Italy is demanding €200 million (£152 million) from Google in unpaid taxes, according to AFP.
The news service tweeted out the report on Thursday morning, citing an unnamed “judicial source.” It’s not clear how many years the amount covers.
It’s a figure that is likely to further inflame the row over the taxes owed by Google and other multinational tech companies.
The search giant recently settled a £130 million tax bill in UK. Chancellor George Osborne hailed the deal as a “major success,” but critics argue it amounts to a 3% tax rate.
Downing Street has distanced itself from Osborne’s comments, only calling it a “positive step” — and Boris Johnson, a fellow Conservative, labelled the amounts paid by tech companies in tax “derisory.”
There had previously been reports that Italy was more aggressively pursuing Google over taxes. On Wednesday, The Times reported that Google was due to pay €150 million (£114 million) to the Italian government, close to the British figure, despite having a smaller operation in the country. It would reportedly amount to 15% of the company’s €1 billion Italian revenues.

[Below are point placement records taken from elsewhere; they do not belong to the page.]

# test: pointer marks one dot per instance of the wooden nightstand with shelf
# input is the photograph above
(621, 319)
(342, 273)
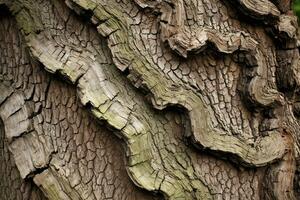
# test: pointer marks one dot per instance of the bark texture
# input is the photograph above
(149, 99)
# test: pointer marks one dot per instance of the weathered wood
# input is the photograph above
(203, 96)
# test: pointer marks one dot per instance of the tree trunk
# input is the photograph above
(149, 99)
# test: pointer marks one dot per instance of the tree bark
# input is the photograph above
(149, 99)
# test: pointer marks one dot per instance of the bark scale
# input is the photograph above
(140, 99)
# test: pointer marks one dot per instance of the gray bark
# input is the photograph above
(140, 99)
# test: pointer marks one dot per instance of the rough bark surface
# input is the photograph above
(149, 99)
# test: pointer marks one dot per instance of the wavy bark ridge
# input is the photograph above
(122, 109)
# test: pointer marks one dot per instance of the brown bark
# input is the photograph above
(140, 99)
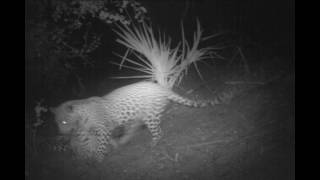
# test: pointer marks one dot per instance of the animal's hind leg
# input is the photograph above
(155, 130)
(129, 131)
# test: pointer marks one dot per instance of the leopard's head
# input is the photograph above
(66, 117)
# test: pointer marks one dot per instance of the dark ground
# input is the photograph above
(252, 137)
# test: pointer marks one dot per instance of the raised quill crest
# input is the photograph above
(156, 58)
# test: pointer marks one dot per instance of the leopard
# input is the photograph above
(90, 122)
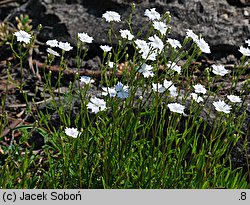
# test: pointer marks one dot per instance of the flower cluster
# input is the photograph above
(167, 85)
(200, 42)
(119, 90)
(23, 36)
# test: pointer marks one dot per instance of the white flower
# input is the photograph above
(122, 90)
(111, 64)
(51, 51)
(221, 106)
(65, 46)
(23, 36)
(192, 35)
(72, 132)
(146, 70)
(203, 45)
(86, 80)
(96, 104)
(160, 26)
(199, 89)
(234, 98)
(52, 43)
(106, 48)
(174, 67)
(197, 98)
(152, 14)
(248, 42)
(147, 54)
(109, 91)
(219, 70)
(156, 42)
(169, 86)
(85, 38)
(176, 107)
(111, 16)
(174, 43)
(157, 87)
(245, 51)
(126, 34)
(141, 44)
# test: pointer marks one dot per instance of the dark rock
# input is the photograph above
(224, 26)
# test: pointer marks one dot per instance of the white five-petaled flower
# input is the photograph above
(192, 35)
(111, 64)
(72, 132)
(106, 48)
(234, 98)
(174, 43)
(174, 66)
(122, 90)
(65, 46)
(169, 86)
(146, 70)
(160, 26)
(86, 80)
(141, 44)
(109, 91)
(152, 14)
(157, 87)
(96, 104)
(23, 36)
(111, 16)
(200, 42)
(51, 51)
(156, 42)
(203, 45)
(219, 70)
(199, 88)
(197, 98)
(221, 106)
(126, 34)
(248, 42)
(52, 43)
(244, 51)
(144, 48)
(85, 38)
(176, 107)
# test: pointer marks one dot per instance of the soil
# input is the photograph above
(53, 15)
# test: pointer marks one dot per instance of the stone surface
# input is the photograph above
(224, 24)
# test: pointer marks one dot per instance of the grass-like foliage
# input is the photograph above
(144, 127)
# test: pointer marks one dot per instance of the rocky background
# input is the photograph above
(224, 24)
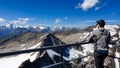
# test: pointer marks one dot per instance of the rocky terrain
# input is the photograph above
(30, 40)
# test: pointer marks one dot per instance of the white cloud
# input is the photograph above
(113, 21)
(113, 14)
(66, 18)
(87, 4)
(97, 8)
(2, 20)
(21, 21)
(58, 20)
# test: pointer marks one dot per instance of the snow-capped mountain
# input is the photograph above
(11, 29)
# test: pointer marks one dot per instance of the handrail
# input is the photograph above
(49, 66)
(40, 49)
(64, 62)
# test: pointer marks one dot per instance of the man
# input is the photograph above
(101, 38)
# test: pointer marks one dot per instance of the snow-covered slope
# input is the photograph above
(72, 53)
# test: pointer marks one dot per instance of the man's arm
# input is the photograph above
(90, 37)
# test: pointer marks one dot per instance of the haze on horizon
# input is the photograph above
(72, 13)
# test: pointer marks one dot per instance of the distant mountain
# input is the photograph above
(11, 29)
(31, 40)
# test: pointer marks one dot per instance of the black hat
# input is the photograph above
(101, 23)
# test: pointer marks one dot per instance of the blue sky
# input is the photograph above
(72, 13)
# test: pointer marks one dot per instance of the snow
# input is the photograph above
(14, 62)
(41, 27)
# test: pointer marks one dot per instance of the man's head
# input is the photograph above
(100, 23)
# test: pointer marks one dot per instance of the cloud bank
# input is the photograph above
(2, 20)
(87, 4)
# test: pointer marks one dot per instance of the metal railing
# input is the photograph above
(50, 47)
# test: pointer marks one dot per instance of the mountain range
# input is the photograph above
(11, 29)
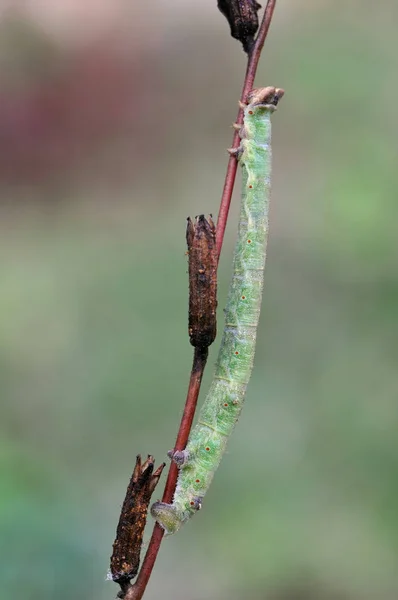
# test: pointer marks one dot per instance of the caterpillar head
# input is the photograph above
(268, 96)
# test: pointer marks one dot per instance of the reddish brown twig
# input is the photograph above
(136, 591)
(251, 70)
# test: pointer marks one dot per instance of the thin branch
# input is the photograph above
(251, 70)
(136, 591)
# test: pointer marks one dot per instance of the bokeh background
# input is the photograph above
(114, 123)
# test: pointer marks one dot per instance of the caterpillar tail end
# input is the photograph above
(167, 517)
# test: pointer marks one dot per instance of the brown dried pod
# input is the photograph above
(202, 268)
(242, 18)
(125, 558)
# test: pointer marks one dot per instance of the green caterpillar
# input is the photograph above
(222, 407)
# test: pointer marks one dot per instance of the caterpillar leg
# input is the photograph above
(180, 457)
(167, 517)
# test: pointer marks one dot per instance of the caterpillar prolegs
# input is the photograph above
(223, 404)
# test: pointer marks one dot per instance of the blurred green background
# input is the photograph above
(115, 118)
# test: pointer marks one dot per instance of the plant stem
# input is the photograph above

If AFP’s report is correct, the Italian government is after even more from Google — and if the company agrees to pay, it will pay more in Italy than Britain despite it being a smaller market.
France is also chasing Google up over back taxes — reportedly three times as much as it paid in Britain, despite making larger profits in the UK.
Google, which has its European headquarters in Ireland, insists it pays the proper amount of tax. In a letter to The Financial Times, Google VP of communications and public affairs Peter Barron says that the company pays “tax based on the value added by the economic activity of our staff here, at the current standard rate: 20 per cent.”
He added: “Governments make tax law, the tax authorities independently enforce the law, and Google complies with the law.”